On the trial of an indictment for an attempt to steal a pocket-book from the person, the evidence showed that a police officer, seeing the defendant put her left hand into the pocket of another woman, grasped the wrist of that hand; and that the defendant then raised the hand in and with the pocket, and let it fall again suddenly, tearing the pocket, when the pocket-book fell to the ground. Held, that there was no ground of exception to the refusal of the judge to rule that on this evidence "there was a sufficient caption and asportation to constitute larceny," and to his instructing the jury that "if they were satisfied, beyond a reasonable doubt, that the defendant's hand had been thrust into the woman's pocket with a felonious intent, and was arrested in the pocket while attempting to execute that intent, and before it had reached or disturbed the pocket-book, they might find her guilty of the offence charged in the indictment."

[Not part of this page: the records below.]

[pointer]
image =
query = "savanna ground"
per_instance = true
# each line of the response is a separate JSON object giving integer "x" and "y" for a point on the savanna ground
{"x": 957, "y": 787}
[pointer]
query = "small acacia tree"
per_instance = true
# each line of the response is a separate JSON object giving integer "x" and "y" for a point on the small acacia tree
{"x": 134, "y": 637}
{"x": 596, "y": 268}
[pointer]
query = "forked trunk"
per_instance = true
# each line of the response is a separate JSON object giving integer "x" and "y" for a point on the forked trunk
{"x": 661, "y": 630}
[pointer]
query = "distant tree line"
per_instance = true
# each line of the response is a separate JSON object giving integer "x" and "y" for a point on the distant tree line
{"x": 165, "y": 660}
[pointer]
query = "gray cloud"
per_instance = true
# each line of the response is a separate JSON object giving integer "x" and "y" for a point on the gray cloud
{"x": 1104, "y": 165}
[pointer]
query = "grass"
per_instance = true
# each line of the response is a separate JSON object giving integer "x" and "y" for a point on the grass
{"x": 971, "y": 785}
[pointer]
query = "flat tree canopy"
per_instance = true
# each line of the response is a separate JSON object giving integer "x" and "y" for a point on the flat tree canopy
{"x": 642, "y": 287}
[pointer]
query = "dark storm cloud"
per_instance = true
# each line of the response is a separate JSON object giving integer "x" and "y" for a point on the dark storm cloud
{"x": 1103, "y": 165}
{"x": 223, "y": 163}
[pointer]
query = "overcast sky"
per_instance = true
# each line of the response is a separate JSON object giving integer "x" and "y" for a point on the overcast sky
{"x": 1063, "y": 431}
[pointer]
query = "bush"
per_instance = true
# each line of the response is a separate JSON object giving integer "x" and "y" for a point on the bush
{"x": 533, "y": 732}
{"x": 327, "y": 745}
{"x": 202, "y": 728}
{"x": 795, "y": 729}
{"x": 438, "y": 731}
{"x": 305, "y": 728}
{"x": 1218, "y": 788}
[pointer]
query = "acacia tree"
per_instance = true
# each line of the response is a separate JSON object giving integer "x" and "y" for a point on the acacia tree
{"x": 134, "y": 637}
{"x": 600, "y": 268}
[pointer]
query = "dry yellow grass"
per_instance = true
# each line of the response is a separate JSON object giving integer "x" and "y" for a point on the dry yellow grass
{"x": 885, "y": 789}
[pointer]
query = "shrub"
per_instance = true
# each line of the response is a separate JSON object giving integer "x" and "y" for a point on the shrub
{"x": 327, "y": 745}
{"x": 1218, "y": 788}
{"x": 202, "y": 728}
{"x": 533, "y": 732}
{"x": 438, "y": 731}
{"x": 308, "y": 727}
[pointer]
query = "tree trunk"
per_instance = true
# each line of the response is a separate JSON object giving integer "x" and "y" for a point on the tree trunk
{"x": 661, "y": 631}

INDICTMENT for an attempt to commit larceny of a pocket-book from the person of a woman unknown. Trial in the superior court, before Vose, J., who allowed a bill of exceptions in substance as follows:
The only witness for the Commonwealth was a police officer, the material part of whose testimony was this: "I saw the defendant put her left hand into the pocket of an old lady. I stepped forward and caught her by the left wrist while her hand was in the pocket. She immediately raised her hand in the air, with the dress, her hand being still in the pocket, and my hand still upon the defendant's hand; and, bringing her hand down again suddenly, tore the dress and pocket to the ground, the pocket-book dropping to the ground. She said, 'Let go my hand. Who are you? Are you an officer?' I told her I was, and that she must go with me. The pocket-book dropped after the dress and pocket had been torn." There was no evidence that the defendant placed her hand upon the pocket-book. The witness also testified to other facts tending to show the guilt of the defendant.

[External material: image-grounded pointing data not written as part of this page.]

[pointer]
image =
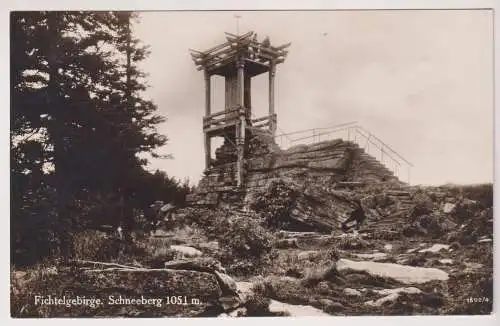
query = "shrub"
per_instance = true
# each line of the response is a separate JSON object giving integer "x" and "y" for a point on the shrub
{"x": 275, "y": 203}
{"x": 97, "y": 245}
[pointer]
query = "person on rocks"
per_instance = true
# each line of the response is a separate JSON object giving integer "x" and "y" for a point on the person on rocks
{"x": 358, "y": 215}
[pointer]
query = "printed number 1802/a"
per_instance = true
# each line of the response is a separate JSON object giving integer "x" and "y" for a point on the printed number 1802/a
{"x": 477, "y": 300}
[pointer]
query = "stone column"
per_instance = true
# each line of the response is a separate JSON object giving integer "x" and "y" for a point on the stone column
{"x": 208, "y": 99}
{"x": 272, "y": 120}
{"x": 241, "y": 125}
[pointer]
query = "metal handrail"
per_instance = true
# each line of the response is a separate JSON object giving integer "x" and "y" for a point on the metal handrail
{"x": 369, "y": 137}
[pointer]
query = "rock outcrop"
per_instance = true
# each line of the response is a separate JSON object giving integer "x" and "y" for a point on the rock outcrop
{"x": 324, "y": 163}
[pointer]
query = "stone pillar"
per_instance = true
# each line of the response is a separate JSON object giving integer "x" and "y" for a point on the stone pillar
{"x": 241, "y": 126}
{"x": 240, "y": 64}
{"x": 272, "y": 120}
{"x": 208, "y": 99}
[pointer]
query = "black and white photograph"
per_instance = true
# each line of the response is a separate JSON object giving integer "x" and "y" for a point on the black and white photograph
{"x": 251, "y": 163}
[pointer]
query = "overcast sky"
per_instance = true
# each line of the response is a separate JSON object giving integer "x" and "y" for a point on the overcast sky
{"x": 422, "y": 81}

The defendant offered no evidence, but asked the judge to instruct the jury "that, on the evidence as given on the part of the Commonwealth, there was a sufficient caption and asportation to constitute larceny, and so the indictment was not supported; that any movement made by the defendant to alter the
position of the pocket-book of the party named in the indictment with a view to take it away was a sufficient asportation, and that no manual taking was necessary." The judge declined so to rule; and instructed the jury "that if they were satisfied, beyond a reasonable doubt, that the hand of the defendant had been thrust into the woman's pocket with a felonious intent, and was arrested in the pocket while attempting to execute that intent, and before her hand had reached or disturbed the woman's pocket-book, they might find her guilty of the offence charged in the indictment; that any alteration in the position of the pocket-book in the woman's pocket, caused by the struggle between the defendant and the officer, the pocket-book not having been nor being in the defendant's hand, or in contact with it, would not be such a caption or asportation as to constitute the offence of larceny instead of the offence charged; but that if the defendant's hand had reached or seized the pocket-book, before it was arrested by the officer, or during the struggle, and she altered the position of the pocket-book in the attempt to secure or retain it, this would be such a caption or asportation as would make it their duty to acquit the defendant."
The jury returned a verdict of guilty; and the defendant alleged exceptions.
F. F. Heard, for the defendant, cited Rex v. Thompson, 1 Mood. 78; Regina v. Simpson, Dearsly, 421; 2 Russell on Crimes, (4th Eng. ed.) 359.
C. Allen, Attorney General, for the Commonwealth.
COLT, J. The defendant, waiving all objections to the form of the indictment, relies now only upon alleged errors in the rulings and instructions of the court upon the evidence.
The case shows an attempt manifested by an act, which was the beginning of a larceny, the completion of which was interrupted by an intervening circumstance not within the control of the prisoner. To justify a conviction, it was necessary to show that she failed in the perpetration, or was prevented in the execution of the offence of stealing from the person,--an offence which could only be complete when the property sought to be taken was in the full custody and control of the defendant. It
is not indeed necessary that the pocket-book of the prosecutor should have been removed from the pocket, if once within the grasp of the thief, to constitute larceny. Rex v. Thompson, 1 Mood. 78. But the prisoner must for an instant at least have had perfect control of the property. There was nothing in the evidence reported which would justify the court in instructing the jury that there was such instantaneous caption and asportation in this case. Nor is there any evidence to which the last part of the instructions asked could be applied. It was not until after the hand was seized by the officer, and after all intention to commit any larceny must have been abandoned, that the pocket-book fell from the pocket in the struggle which ensued.
There was no error in the instructions given, or in refusing those asked.